Four years ago, Luhrmann released “Elvis,” the spangly biopic starring Austin Butler. In the process of making that film, the director learned about some footage shot for two 1970s concert films; eventually he located the negatives in a place that sounds like a joke but isn’t: Warner Bros. vaults buried in underground salt mines in Kansas. These recordings, plus some little-seen footage from the Graceland Archives, were restored for “EPiC,” which functions briefly as an autobiographical film narrated by Presley — in excerpts from interviews, he tells you about his time in the military and in Hollywood — before pivoting into a full-scale concert.
At the start, we hear him say, “Some people wonder why I can’t stand still while I’m singing; I’ve tried it, and I can’t do it.” That’s a good description of Luhrmann’s filmmaking, too, which zings and pings and never stops moving, making director and subject a great match. As Presley sings, we see performances from several concerts, sometimes from different eras, seamlessly stitched together, so we’re not just enjoying the music but also getting a kind of panoramic view of his career. Occasionally a snippet of biographical detail surfaces, always with a clip from an interview or sometimes a darker hint. (A montage of Col. Tom Parker, his controlling manager, plays while Presley sings “You’re the Devil in Disguise.”) There are plenty of familiar tunes and some playful bits, too. At one point he rolls back and forth between “Little Sister” and The Beatles’ “Get Back,” to the delight of the audience.

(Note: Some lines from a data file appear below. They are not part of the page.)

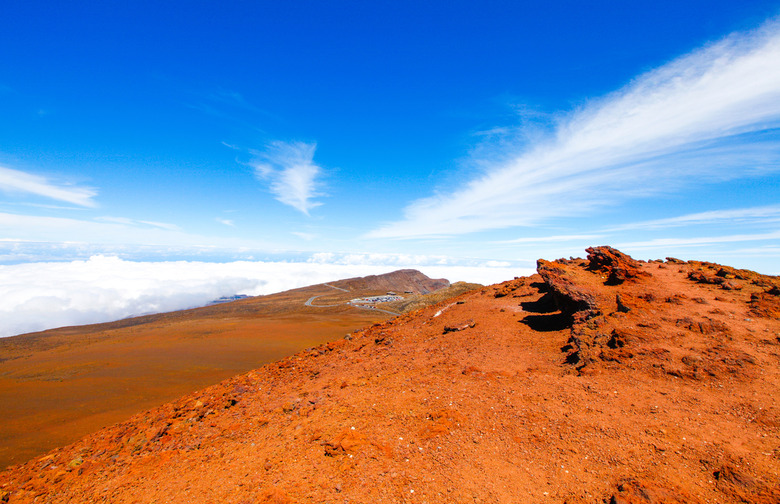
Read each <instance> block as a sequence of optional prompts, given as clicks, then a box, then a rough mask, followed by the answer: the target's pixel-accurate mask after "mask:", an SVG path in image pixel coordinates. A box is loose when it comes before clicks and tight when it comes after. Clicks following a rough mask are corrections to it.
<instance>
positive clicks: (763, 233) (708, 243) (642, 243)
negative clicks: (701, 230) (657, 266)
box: [618, 231, 780, 249]
mask: <svg viewBox="0 0 780 504" xmlns="http://www.w3.org/2000/svg"><path fill="white" fill-rule="evenodd" d="M764 240H780V231H772V232H769V233H755V234H738V235H725V236H699V237H693V238H657V239H655V240H647V241H638V242H628V243H622V244H619V245H618V248H621V249H622V248H625V249H663V248H669V247H704V246H709V245H714V244H716V243H734V242H752V241H764Z"/></svg>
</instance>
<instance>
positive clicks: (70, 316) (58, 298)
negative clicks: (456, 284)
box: [0, 253, 533, 337]
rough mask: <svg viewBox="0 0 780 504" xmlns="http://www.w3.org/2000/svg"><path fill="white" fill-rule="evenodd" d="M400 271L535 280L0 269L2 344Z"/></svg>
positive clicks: (250, 273) (356, 262)
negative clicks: (399, 276) (206, 304)
mask: <svg viewBox="0 0 780 504" xmlns="http://www.w3.org/2000/svg"><path fill="white" fill-rule="evenodd" d="M401 268H414V269H419V270H420V271H422V272H423V273H425V274H426V275H428V276H430V277H432V278H447V279H449V280H450V281H452V282H455V281H469V282H477V283H482V284H492V283H497V282H501V281H504V280H509V279H511V278H513V277H515V276H522V275H528V274H531V273H533V269H532V268H528V267H518V266H517V265H512V264H510V263H508V262H493V261H486V262H482V263H479V262H471V263H468V264H452V261H447V260H446V259H444V258H439V259H436V258H433V259H432V258H430V257H426V258H420V257H415V256H390V255H385V254H341V255H339V254H330V253H327V254H314V255H312V256H310V257H309V258H308V259H307V260H305V261H294V262H284V261H265V262H264V261H234V262H225V263H215V262H199V261H166V262H138V261H128V260H124V259H121V258H118V257H115V256H106V255H94V256H92V257H90V258H89V259H88V260H77V261H70V262H35V263H24V264H14V265H5V266H0V299H2V303H0V337H5V336H12V335H16V334H23V333H27V332H33V331H42V330H45V329H51V328H55V327H63V326H71V325H81V324H92V323H99V322H108V321H112V320H119V319H123V318H127V317H132V316H136V315H143V314H149V313H160V312H167V311H173V310H181V309H185V308H192V307H197V306H203V305H206V304H208V303H209V302H211V301H213V300H215V299H218V298H220V297H222V296H231V295H234V294H246V295H250V296H256V295H262V294H271V293H274V292H281V291H285V290H289V289H294V288H297V287H304V286H307V285H313V284H318V283H324V282H329V281H334V280H339V279H343V278H351V277H357V276H366V275H377V274H382V273H387V272H390V271H393V270H396V269H401Z"/></svg>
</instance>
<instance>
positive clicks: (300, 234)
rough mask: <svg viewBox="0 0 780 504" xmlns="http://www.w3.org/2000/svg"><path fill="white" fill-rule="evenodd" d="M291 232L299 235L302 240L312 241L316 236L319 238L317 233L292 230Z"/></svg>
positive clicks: (297, 234)
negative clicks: (315, 233)
mask: <svg viewBox="0 0 780 504" xmlns="http://www.w3.org/2000/svg"><path fill="white" fill-rule="evenodd" d="M290 234H292V235H293V236H297V237H298V238H300V239H301V240H306V241H312V240H314V239H315V238H317V235H316V234H314V233H304V232H303V231H290Z"/></svg>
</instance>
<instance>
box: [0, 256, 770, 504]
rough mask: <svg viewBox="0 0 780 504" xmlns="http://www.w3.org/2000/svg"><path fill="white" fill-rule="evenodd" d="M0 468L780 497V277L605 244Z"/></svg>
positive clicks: (231, 501)
mask: <svg viewBox="0 0 780 504" xmlns="http://www.w3.org/2000/svg"><path fill="white" fill-rule="evenodd" d="M589 252H590V260H573V261H557V262H546V261H540V262H539V273H540V274H539V275H534V276H532V277H528V278H520V279H515V280H513V281H510V282H505V283H503V284H499V285H496V286H491V287H487V288H484V289H481V290H478V291H474V292H471V293H467V294H464V295H462V296H460V297H458V298H455V299H453V300H449V301H446V302H444V303H442V304H440V305H437V306H432V307H429V308H424V309H421V310H419V311H416V312H413V313H410V314H407V315H403V316H400V317H396V318H395V319H393V320H392V321H388V322H382V323H378V324H374V325H373V326H371V327H368V328H366V329H364V330H361V331H357V332H353V333H352V334H351V335H350V337H349V338H344V339H339V340H336V341H333V342H330V343H328V344H325V345H321V346H318V347H315V348H312V349H309V350H306V351H304V352H301V353H299V354H296V355H294V356H292V357H289V358H286V359H283V360H281V361H279V362H276V363H274V364H269V365H267V366H264V367H262V368H260V369H257V370H255V371H252V372H250V373H247V374H244V375H240V376H236V377H234V378H232V379H230V380H227V381H225V382H222V383H221V384H219V385H216V386H213V387H210V388H207V389H204V390H202V391H200V392H197V393H194V394H191V395H188V396H185V397H182V398H181V399H179V400H177V401H175V402H173V403H170V404H167V405H164V406H162V407H159V408H156V409H153V410H150V411H148V412H146V413H143V414H140V415H136V416H135V417H133V418H132V419H130V420H129V421H127V422H124V423H121V424H117V425H115V426H113V427H111V428H108V429H104V430H101V431H99V432H97V433H95V434H93V435H91V436H88V437H86V438H84V439H82V440H81V441H79V442H77V443H74V444H72V445H70V446H67V447H64V448H61V449H58V450H55V451H53V452H51V453H50V454H49V455H47V456H44V457H40V458H38V459H36V460H33V461H30V462H29V463H27V464H25V465H22V466H18V467H15V468H13V469H11V470H9V471H6V472H4V473H0V501H2V499H5V501H7V502H9V503H17V502H34V501H36V498H37V502H116V503H125V502H126V503H131V502H182V501H187V502H198V503H207V502H213V503H216V502H235V503H245V502H246V503H249V502H251V503H256V502H259V503H304V502H323V503H343V502H409V503H417V502H419V503H423V502H429V503H431V502H445V503H462V502H482V503H505V502H506V503H510V502H511V503H515V502H523V503H525V502H528V503H535V502H556V503H563V502H566V503H570V504H572V503H592V502H612V503H616V504H617V503H659V504H660V503H666V504H669V503H683V502H685V503H704V502H734V503H736V502H752V503H774V504H776V503H777V502H780V486H778V481H780V476H778V475H779V474H780V448H778V447H779V446H780V405H778V403H777V401H778V400H780V397H778V395H777V390H779V389H780V321H779V320H778V316H777V314H778V313H780V311H778V310H780V301H778V294H780V286H779V285H778V280H777V278H773V277H763V276H760V275H756V274H754V273H750V272H742V271H741V270H733V269H728V268H721V267H720V266H717V265H711V264H707V263H695V262H691V263H682V262H679V261H676V260H670V261H667V262H650V263H638V262H635V261H633V260H631V259H630V258H628V257H626V256H623V255H622V254H619V253H617V251H613V250H612V249H606V248H599V249H593V250H589Z"/></svg>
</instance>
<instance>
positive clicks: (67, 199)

But the most fun part of “EPiC” is getting up close to the man himself, who is mostly jocular and wholly invested in the music. Though he begins to show signs of weariness in footage that seems drawn from his later years, the movie doesn’t focus on his drug-addled demise. Instead, we see him playing to the crowd, joking with his backup singers and losing himself in songs he’s sung thousands of times before. We get close to his face as he grins and winks, a view you’d never get from a seat at the show. You get a sense of his personality in a way that feels intimate and uncommon.
Of course, there’s plenty about Presley’s life that’s left out of “EPiC,” because, as with a concert, this isn’t supposed to be a warts-and-all look at the star. What you’ve come for is a good time, an entertainer at his best, full of energy and charisma and raw appeal. It’s a fan’s dream, to be sure. But in getting so close to a man who has so often been turned into a caricature, “EPiC” goes beyond just the concert: We enjoy both the performance and the man who loved nothing more than to perform.